In comp.sys.ibm.pc.hardware.chips Robert Myers wrote:
My only point was that latency still matters. Superficial examination
of early results from the HP Superdome showed that Itanium is
apparently not very tolerant of increased latency, and HP engineers

Oh, fully agreed. For some apps, latency is _everything_
(linked-lists, TP dB). If the app hopscotches randomly
thru RAM memory (SETI?) nothing else matters much.

Modern systems have done wonders to deliver bandwidth.
Dual channell DDR at high clocks. But has much been done
to improve latency from ~130 ns? (old number)

I thought the main idea behind on-CPU memory controllers
was to reduce this to ~70 ns by reduced bufferin/queuing.

A smart hub might be able to detect patterns like 2-4-6-8,
4-8-16-20-24 or 5-4-3-2-1 but cannot possibly do anything
with data-driven pseudo-randoms except add latency.

Itanium currently retires instructions in order. Sooner or later,
Intel has to do something for Itanium other than to increase the cache
size.

Are you suggesting Out-of-Order retirement???
Intriguing possibility with a new arch.

Of course, SMT is just a different solution -- keep the CPU
busy with other work during the ~300 clock read stalls.
Good if there are parallel threads/tasks. Useless if not.

-- Robert

#7 December 28th 03, 06:19 PM

"Robert Redelmeier" wrote in message
m...
In comp.sys.ibm.pc.hardware.chips Robert Myers wrote:
The 6mb cache is an act of desperation on Intel's part. I don't

Agreed. yet ...

_think_ their strategy is to keep increasing cache size. It's a
losing strategy, anyway, unless you go to COMA. Itanium's in-order
architecture is just too inflexible, and the problem is still cache
misses.

Then how do you explain the _dismal_ performance of the
Celeron4 with only 128 KB L2

Market segmentation: Celeron isn't *meant* to perform at levels comparable
to Pentium - else why would people shell out more for the latter?

and poor showing of the first
P4 with 256 versus the current P4 at 512 KB?

Compilers have gotten a lot better at optimizing for P4 too over the past
couple of years - the difference from the early P4s is not *just* cache
size.

These are
all the same P7 core with the same small L1s.

The above doesn't necessarily mean that P4 may not be somewhat more
sensitive to cache size than its predecessor - but it clearly doesn't
require many MB of cache to perform well, unlike Itanic.

....

Notice also how the AMD K7 improved from 256 to 512.

Doubling cache size usually helps.
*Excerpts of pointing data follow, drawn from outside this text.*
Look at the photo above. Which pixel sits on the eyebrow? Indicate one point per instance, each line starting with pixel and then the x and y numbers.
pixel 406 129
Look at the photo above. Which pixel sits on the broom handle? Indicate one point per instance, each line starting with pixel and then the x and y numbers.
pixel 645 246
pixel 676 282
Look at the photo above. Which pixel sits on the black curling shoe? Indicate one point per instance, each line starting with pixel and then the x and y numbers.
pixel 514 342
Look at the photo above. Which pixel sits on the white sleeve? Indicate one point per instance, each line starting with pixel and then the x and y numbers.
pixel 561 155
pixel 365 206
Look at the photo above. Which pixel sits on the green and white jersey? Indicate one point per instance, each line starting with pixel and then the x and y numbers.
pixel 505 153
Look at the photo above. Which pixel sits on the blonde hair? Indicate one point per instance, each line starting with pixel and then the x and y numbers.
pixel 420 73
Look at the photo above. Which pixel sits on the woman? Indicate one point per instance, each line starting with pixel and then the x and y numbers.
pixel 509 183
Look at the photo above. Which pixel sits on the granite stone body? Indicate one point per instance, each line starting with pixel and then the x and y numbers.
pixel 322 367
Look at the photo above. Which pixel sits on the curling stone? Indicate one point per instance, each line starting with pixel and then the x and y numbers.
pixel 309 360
But doubling cache size from 256 KB to
512 KB is a hell of a lot less expensive (in terms of chip area) than
doubling cache size from 6 MB to 12 MB.

The Duron, with the tiny 64 KB L2 performs amazingly well.
Decent L1s and the excellent organization of L2 (16 way,
exclusive) saves it from the Celeron4's fate.

Er, no: having 128 KB of L1 cache plus an exclusive L2 that makes the total
cache size effectively 192 KB (vs. the older Athlon's effective cache size
of 128 KB + 256 KB = 384 KB), plus significantly better IPC, is what saves
it from being a dud like Celeron.

- bill

#8 December 28th 03, 07:26 PM

"Robert Myers" wrote in message
...
The 6mb cache is an act of desperation on Intel's part. I don't
_think_ their strategy is to keep increasing cache size. It's a
losing strategy, anyway, unless you go to COMA. Itanium's in-order
architecture is just too inflexible, and the problem is still cache
misses.

What's COMA?

Intel will, I gather, move the memory controller onto the die. Other
than that, the strategy of the day (and for the forseeable future) is
to hide latency, not to address it directly.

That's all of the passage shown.